A UN peacekeeper was killed and three others injured Wednesday in a “terrorist attack” on their convoy in Kidal, northern Mali, the MINUSMA mission said. The casualties were members of the mission’s Jordanian contingent, a security official said separately on condition of anonymity.
The convoy was hit by small-arms fire and rocket-propelled grenades in an attack that lasted about an hour, MINUSMA spokesman Olivier Salgado tweeted.
“Unfortunately, one of the blue helmets succumbed to his wounds following the attack,” he posted in French.
The identity of the alleged assailants was not revealed.

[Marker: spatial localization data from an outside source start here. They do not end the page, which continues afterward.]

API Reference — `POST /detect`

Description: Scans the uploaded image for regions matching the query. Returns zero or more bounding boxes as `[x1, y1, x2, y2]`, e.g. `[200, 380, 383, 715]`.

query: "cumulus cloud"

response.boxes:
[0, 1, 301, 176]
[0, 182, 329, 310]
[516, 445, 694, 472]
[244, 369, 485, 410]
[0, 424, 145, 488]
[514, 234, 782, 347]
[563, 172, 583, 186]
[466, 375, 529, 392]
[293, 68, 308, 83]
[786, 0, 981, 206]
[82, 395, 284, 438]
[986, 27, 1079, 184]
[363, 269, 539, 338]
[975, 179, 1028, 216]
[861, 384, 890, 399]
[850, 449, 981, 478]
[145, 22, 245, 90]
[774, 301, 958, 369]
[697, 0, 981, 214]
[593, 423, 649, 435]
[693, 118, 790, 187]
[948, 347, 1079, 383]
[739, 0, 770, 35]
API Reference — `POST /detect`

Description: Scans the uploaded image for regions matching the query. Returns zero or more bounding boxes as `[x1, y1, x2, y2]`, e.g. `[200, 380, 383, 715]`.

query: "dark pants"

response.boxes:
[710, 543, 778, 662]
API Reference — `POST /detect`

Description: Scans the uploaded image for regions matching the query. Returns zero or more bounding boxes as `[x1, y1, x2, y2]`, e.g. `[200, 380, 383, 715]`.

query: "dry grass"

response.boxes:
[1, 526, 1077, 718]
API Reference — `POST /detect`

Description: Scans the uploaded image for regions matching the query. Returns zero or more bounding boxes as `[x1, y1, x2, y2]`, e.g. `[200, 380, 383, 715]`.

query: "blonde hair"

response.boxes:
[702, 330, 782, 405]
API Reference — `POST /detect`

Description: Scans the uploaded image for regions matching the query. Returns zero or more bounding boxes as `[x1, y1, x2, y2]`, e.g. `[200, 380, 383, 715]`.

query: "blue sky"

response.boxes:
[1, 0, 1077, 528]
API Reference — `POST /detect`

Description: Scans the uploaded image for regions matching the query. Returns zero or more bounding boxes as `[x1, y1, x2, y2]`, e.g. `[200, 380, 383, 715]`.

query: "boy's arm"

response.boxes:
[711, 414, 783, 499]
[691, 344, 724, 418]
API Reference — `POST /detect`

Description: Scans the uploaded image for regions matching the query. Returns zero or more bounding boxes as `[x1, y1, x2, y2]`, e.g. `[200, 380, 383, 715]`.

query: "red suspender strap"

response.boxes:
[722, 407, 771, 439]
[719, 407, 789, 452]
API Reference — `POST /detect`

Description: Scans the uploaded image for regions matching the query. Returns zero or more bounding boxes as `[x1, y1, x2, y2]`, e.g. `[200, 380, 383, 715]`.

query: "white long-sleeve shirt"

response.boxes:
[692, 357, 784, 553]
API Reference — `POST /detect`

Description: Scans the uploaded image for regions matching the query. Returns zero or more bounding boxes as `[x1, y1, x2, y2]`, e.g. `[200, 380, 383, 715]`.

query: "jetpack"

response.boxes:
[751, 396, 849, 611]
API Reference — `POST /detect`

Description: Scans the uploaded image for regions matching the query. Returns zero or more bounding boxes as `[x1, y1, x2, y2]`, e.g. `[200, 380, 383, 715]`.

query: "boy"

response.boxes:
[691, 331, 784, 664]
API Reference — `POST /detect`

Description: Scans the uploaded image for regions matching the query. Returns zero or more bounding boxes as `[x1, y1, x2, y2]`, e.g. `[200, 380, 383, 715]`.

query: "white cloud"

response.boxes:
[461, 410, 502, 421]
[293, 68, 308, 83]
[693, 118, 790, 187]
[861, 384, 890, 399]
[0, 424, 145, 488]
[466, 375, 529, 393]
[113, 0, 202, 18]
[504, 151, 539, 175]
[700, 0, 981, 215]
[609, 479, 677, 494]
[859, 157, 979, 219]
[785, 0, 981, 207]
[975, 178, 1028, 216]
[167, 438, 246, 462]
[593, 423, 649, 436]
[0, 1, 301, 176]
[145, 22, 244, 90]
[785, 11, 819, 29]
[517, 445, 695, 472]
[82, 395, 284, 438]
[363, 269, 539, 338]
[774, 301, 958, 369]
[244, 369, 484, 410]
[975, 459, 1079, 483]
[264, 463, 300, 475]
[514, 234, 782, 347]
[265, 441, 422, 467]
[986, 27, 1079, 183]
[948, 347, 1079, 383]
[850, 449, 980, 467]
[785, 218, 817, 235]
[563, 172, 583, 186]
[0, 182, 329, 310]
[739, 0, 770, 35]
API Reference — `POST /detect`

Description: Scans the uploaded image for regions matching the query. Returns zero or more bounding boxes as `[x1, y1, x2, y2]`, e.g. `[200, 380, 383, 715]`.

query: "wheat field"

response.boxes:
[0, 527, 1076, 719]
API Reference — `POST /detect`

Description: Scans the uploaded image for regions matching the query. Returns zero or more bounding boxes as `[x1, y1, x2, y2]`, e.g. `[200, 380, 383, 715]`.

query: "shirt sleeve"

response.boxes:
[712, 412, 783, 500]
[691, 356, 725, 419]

El-Ghassim Wane, the UN’s special envoy for Mali and commander of MINUSMA, said in a statement that the peacekeepers resisted the heavily armed assault.
“I strongly condemn this incident, which is yet another desperate attempt by terrorist groups to sabotage Mali’s drive for peace and MINUSMA’s mission,” he added.
The attack was the fifth in a week in Mali’s Kidal region, according to the statement.
In 2013, the UN Multidimensional Integrated Stabilization Mission in Mali (MINUSMA) was dispatched to help stabilize the fragile Sahel state in the face of terrorist threats.
The mission is one of the UN’s largest and most deadly peacekeeping deployments, with 13,000 members. According to the report, 172 personnel have died as a result of hostile conduct.
Mali, one of the world’s poorest countries, has been wracked by a decade-long terrorist conflict that has cost thousands of lives and displaced hundreds of thousands.
In its efforts to quell the violence that began in the north of the country and moved to the middle, then to neighboring Burkina Faso and Niger, the ruling junta has turned away from France and toward Russia.